We chatted for about 15 minutes, after which I laid my hands on him and prayed and then headed back to Becket.
Now it takes about 30 minutes or so to get from the Berkshire Medical Center to my office in Becket. I didn’t go via Hinsdale Flats but over Washington Mountain Road – I seldom returned from Pittsfield the same way I came – it made the drive a bit more interesting.
When I left Jean Claude I was thinking that I was glad I made the trip to see him. Hopefully I could build a relational bridge with him and his family, hopefully I could share the love and grace of Christ with him, hopefully I’d get to know him in the months and years ahead. That’s what I was thinking – I was glad I’d made the visit.
It’s funny the way different people can have different views of the same event – I was glad I’d seen Jean Claude – but little did I know that Jean Claude wasn’t glad that he’d seen me; in fact Jean Claude was pretty upset – so upset that he got on the phone and called Dave Jenkins.
“Dave,” Jean Claude said, “your priest was just here to visit me.”
“Yeah, he said he was going to see you,” Dave replied.
“I must be worse off than the doctors are telling me. I must be going to die.”
“What do you mean?”
“Well, your priest came to see me.”
“What’s that got to do with you dying Jean Claude?”
“He must have come to give me Last Rites. Priests only come to see you in the hospital when you are going to die. The doctors aren’t telling me the truth about my condition.”
Jean Claude was Catholic. Of course you and I know that Roman Catholic priests make hospital visits just like Protestant ministers, you don’t have to be near death to warrant a hospital visit – but Jean Claude, not being what you’d call a regular communicant, didn’t know that. So when I introduced myself as Dave’s pastor Jean Claude figured that I had come because he was going to die.
Dave explained to Jean Claude that as far as he knew Jean Claude wasn’t at death’s door and thereby granted the sick man some relief – the thing is that the whole story is bittersweet. There is an element that is humorous – Jean Claude thought I was there because he was so sick that he was going to die and that, of course, wasn’t the case at all. Or was it?

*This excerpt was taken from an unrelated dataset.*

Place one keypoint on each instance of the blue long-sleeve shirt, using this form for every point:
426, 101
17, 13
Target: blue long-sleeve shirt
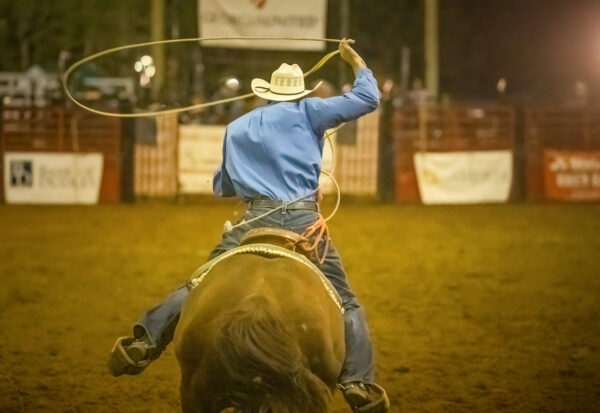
275, 151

You see the death rate in our nation is 100%, and all the taxes we pay and all the medical research we do and all the drugs we take can’t make a dent in that statistic. Yet, most of us live like we are either the exception to the rule or that we actually think that death is the end of existence; and so we live however we want without regard to the possibility that this life is a segment of our existence with eternal consequences.
I did indeed visit Jean Claude because he is going to die. Everyone I visit, whether in the hospital or at home or in the coffee shop, I visit because they are going to die. The friendships I have I have because my friends and I are gong to die – and that means that I view my friendships not as transitory utilitarian experiences, but rather as relationships that will continue into eternity. To be sure I have friendships and other relationships in which the other person does not know Christ, and this means that the person does not have the life of the eternal New Creation in Christ living in him or her – but it is always my hope and prayer that the other person will come to know Jesus Christ, just as one day over 40 years ago I came to know Christ through Howard Wall, a coworker who developed a relationship with me that led to a relationship with Christ.
The bitter part of Jean Claude’s story is that later on he would demonstrate overt opposition to the Gospel – of course the last chapter of his life has not been written and if Christ can bring me out of the cesspool He can certainly draw Jean Claude to Himself. (In case you are wondering – Jean Claude is not this man’s real name, and other elements of the story have been changed as well for purposes of confidentiality.)
Well now, since the dead rate is 100%, how shall we live today?